Ma lei signor ministro ha già chiuso l’inchiesta. Ha detto: “Capisco il dolore della madre ma io sto con chi indossa la divisa e che in questo caso ha fatto solo il suo dovere. Sono andato dall’agente ferito. Gli ho portato l’affetto di 60 milioni di italiani. A lui, alla moglie e alla figlia. E’ fondamentale che chiunque indossi la divisa sappia che il Paese è con lui”. Il poliziotto è in ripresa, Jefferson è morto. Neanche una parola di pietas per una vita giovane, spezzata? La famiglia di Tomalà, la mamma e la moglie, non l’hanno voluta incontrare.
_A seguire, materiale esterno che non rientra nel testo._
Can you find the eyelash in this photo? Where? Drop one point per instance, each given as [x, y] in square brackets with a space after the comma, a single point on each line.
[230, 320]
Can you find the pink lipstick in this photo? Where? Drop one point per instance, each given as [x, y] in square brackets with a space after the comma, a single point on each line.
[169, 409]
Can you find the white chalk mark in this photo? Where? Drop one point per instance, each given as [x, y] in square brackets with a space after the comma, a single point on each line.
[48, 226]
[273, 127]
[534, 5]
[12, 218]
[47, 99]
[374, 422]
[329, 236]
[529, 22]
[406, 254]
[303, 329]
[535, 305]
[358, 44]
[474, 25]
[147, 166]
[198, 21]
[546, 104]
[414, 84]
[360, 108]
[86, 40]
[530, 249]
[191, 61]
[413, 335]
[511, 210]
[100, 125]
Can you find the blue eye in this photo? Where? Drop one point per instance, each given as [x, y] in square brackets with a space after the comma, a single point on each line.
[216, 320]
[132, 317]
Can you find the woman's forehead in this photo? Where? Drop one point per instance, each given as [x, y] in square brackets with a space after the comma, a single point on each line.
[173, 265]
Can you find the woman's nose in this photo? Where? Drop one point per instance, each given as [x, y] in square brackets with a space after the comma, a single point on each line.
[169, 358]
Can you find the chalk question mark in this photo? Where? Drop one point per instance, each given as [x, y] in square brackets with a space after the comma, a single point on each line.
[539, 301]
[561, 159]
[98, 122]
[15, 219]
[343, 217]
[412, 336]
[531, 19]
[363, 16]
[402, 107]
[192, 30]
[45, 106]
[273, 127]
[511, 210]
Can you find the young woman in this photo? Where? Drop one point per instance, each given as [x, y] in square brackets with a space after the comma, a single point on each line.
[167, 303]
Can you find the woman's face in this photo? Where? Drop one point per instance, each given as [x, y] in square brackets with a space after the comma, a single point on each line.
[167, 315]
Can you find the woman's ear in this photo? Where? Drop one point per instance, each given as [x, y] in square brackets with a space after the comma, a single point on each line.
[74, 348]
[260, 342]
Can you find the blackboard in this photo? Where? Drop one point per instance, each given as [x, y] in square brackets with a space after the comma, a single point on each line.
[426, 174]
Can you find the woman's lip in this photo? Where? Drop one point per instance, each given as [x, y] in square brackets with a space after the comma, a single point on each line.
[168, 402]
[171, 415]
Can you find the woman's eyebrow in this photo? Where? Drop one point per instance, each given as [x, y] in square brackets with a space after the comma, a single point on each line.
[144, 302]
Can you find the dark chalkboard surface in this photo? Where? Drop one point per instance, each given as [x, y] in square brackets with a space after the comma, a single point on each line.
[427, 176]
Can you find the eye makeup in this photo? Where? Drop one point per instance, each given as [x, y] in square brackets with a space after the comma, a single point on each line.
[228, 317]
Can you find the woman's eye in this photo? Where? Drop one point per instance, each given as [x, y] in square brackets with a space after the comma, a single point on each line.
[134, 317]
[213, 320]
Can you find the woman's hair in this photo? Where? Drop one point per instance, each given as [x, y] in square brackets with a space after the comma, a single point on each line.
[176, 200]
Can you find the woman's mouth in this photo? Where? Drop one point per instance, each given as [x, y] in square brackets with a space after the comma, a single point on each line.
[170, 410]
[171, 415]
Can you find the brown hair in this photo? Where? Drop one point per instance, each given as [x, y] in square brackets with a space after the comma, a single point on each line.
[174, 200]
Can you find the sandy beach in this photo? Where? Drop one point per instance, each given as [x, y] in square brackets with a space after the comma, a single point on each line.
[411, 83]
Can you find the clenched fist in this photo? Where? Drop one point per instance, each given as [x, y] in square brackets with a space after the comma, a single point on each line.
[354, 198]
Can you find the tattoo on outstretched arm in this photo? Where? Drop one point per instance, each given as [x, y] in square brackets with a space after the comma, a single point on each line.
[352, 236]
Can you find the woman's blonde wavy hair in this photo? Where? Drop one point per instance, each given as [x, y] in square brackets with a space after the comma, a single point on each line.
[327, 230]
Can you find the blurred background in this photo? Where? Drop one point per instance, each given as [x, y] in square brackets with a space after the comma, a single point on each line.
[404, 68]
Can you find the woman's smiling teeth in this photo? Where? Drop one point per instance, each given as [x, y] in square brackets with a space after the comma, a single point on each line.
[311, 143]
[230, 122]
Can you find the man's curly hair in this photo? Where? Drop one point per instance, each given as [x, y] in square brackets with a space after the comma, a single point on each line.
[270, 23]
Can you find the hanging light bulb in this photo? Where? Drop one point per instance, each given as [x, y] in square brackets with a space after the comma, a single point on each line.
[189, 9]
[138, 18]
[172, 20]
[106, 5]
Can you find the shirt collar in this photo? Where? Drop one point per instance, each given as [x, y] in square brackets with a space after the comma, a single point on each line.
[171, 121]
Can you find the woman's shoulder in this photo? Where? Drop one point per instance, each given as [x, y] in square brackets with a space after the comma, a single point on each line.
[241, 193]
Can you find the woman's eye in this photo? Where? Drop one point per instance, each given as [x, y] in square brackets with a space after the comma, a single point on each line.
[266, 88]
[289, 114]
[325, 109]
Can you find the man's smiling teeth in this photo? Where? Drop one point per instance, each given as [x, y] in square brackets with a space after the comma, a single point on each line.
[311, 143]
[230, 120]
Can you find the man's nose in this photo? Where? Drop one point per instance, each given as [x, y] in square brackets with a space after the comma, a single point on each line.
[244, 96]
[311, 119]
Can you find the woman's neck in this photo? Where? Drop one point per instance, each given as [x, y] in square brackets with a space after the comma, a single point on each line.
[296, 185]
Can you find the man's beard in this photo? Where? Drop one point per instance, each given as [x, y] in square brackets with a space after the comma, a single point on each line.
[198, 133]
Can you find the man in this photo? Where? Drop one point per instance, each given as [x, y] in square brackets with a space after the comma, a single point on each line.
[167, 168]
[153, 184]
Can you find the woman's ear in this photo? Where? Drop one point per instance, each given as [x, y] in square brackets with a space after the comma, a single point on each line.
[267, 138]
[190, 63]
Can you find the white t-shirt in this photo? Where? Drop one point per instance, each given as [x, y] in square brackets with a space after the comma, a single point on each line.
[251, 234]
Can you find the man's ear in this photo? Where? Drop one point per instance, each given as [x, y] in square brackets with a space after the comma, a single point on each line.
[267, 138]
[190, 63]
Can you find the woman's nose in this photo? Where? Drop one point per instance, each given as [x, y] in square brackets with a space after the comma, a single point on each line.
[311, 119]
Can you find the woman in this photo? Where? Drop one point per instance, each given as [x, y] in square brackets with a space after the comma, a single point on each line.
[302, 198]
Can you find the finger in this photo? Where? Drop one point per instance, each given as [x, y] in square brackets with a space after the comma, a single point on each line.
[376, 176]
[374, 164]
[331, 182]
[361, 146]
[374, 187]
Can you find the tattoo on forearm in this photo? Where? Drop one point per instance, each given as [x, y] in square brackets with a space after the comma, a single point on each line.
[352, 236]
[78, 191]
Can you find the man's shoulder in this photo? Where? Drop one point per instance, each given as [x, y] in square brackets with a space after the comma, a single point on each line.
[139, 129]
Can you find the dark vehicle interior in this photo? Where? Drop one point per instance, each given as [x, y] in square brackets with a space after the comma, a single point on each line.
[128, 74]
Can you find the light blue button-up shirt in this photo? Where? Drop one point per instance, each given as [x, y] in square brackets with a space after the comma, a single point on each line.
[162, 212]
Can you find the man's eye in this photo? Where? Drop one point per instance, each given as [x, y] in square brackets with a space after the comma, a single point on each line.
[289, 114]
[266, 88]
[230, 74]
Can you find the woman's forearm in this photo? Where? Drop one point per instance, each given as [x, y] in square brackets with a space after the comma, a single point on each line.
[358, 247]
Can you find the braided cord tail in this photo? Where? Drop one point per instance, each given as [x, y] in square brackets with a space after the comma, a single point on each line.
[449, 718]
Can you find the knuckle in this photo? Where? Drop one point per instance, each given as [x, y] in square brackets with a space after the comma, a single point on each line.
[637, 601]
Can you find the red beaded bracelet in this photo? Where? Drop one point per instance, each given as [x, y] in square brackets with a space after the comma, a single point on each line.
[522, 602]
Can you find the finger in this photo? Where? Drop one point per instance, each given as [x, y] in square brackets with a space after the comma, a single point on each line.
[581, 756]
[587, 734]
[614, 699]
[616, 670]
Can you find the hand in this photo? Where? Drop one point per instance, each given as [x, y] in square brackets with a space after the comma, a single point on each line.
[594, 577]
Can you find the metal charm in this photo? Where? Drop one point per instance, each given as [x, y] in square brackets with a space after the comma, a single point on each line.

Ancora, illuminanti le sue parole: “Se non avesse accoltellato una, due, tre, quattro, cinque, sei volte una persona che sta facendo il suo lavoro oggi sarebbe vivo e vegeto su questa terra”.
Signor ministro lei sta mortificando in un colpo solo la Giustizia in Italia e una famiglia che ha perso un figlio, un marito, un fratello. A cosa, a chi serve dividere ancora di più in due, in tre, in mille pezzi questo Paese? Chi lo rincollerà dopo di Lei?